As we left the hotel and got on the expressway, we crossed the Baling River Bridge again. The rain grew heavier—we could barely see the car ahead, just the faint glow of taillights flickering through a white wall of water. Luckily, there were few cars on the expressway and the road conditions were good. The rolling green hills on both sides had strange, striking shapes, like pointed steamed buns, neatly arranged and beautiful in the rain and mist. After passing Guiyang, the rain gradually eased.
FAQ: Planning Your Guizhou Self-Drive Adventure

1. When is the best time for a Guizhou self-drive trip?

Summer (June to August) offers the coolest temperatures—22-28°C (72-82°F)—and the most dramatic waterfall views during the flood season. However, expect afternoon showers. Spring (March-May) and autumn (September-October) provide milder weather and fewer crowds.
2. How much does a 6-day Guizhou self-drive trip cost?

Based on this itinerary, expect to spend approximately: - Flights: 1,000 yuan ($140) round-trip from Beijing to Anshun - Car rental: 200-300 yuan ($28-42) per day for a compact car - Fuel: 500-800 yuan ($70-112) total for 6 days - Accommodation: 150-300 yuan ($21-42) per night - Food: 30-80 yuan ($4-11) per meal - Entry fees: 210 yuan ($29) for Huangguoshu; similar for other attractions
Total estimate: 4,000-6,000 yuan ($560-840) per person.
3. Is it safe to drive in Guizhou during summer rains?
Yes, but exercise caution. Guizhou's expressways are well-maintained, but mountain roads can be winding and slippery. Reduce speed during heavy rain, use fog lights, and avoid driving at night in rural areas. Always check weather forecasts before setting out.
4. What should I pack for a Guizhou summer road trip?

- Lightweight rain jacket or umbrella (daily showers are common)
- Comfortable walking shoes for waterfall trails
- Camera with waterproof protection
- Sunscreen and insect repellent
- Light layers (temperatures drop in the evenings)
- Power bank for navigation apps
5. Can I visit Huangguoshu and Seven Small Arches in one day?

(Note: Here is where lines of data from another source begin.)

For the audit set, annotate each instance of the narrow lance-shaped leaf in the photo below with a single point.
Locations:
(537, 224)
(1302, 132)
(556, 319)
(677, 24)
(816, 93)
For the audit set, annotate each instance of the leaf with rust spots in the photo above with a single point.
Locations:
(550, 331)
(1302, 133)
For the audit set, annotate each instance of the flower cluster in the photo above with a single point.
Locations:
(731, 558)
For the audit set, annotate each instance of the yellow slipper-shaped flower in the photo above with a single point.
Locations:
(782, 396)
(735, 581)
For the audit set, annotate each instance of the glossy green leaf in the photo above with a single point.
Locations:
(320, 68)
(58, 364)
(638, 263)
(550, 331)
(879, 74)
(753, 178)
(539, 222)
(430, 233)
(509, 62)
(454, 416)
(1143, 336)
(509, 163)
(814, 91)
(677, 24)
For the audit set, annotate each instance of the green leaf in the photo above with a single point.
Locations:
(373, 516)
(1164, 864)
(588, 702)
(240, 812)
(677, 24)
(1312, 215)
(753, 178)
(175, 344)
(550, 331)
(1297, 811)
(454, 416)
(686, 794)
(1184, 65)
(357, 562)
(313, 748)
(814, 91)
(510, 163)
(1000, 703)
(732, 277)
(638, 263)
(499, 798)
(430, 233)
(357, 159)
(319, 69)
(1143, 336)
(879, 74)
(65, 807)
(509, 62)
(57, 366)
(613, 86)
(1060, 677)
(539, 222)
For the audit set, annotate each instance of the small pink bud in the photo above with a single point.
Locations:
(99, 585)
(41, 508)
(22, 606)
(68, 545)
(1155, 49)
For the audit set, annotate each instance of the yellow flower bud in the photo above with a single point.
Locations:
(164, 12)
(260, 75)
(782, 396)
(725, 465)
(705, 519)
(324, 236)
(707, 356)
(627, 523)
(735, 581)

It's possible but not recommended. The two scenic areas are about 380 kilometers apart (5.5 hours driving). A better plan is to spend Day 1 at Huangguoshu, stay overnight near Anshun or Guanling, then drive to Libo on Day 2 for Seven Small Arches.
Practical Tips for Your Guizhou Self-Drive Journey

- Rental car booking: Reserve through reputable companies like Yihai Car Rental. Check for car upgrades if your original vehicle is unavailable.
- Navigation: Use GPS apps like Baidu Maps or Gaode Maps. Rural roads may be narrow; trust the GPS but verify with locals.
- Entry fees: Some attractions offer free entry to residents of specific provinces. Check official websites before visiting.
- Food: Don't miss Guizhou's sour-spicy cuisine—bean and rice hotpot, fish in sour soup, and rice noodles are must-tries.
- Photography: Early morning and late afternoon offer the best light for waterfall shots. Bring a tripod for long exposures.
[Link: Essential packing list for Guizhou summer travel]
Conclusion: Why Guizhou Should Be Your Next Summer Escape
Guizhou's summer is a revelation—22°C days, emerald-green landscapes, roaring waterfalls, and a culture steeped in sour-spicy flavors and warm hospitality. This self-drive journey through Anshun, Huangguoshu, and Libo offers the perfect escape from city heat and noise. Whether you're standing beneath the mist of the world's largest waterfall group or tracing the 365 steps of Tianxingqiao on your birthday, Guizhou delivers moments of pure, unfiltered wonder.
Ready to plan your own Guizhou adventure? Book your flights to Anshun, reserve a rental car, and set out to discover why this "blank spot on the map" is one of China's best-kept summer secrets. The green waves and lantern lights are waiting—all you have to do is drive.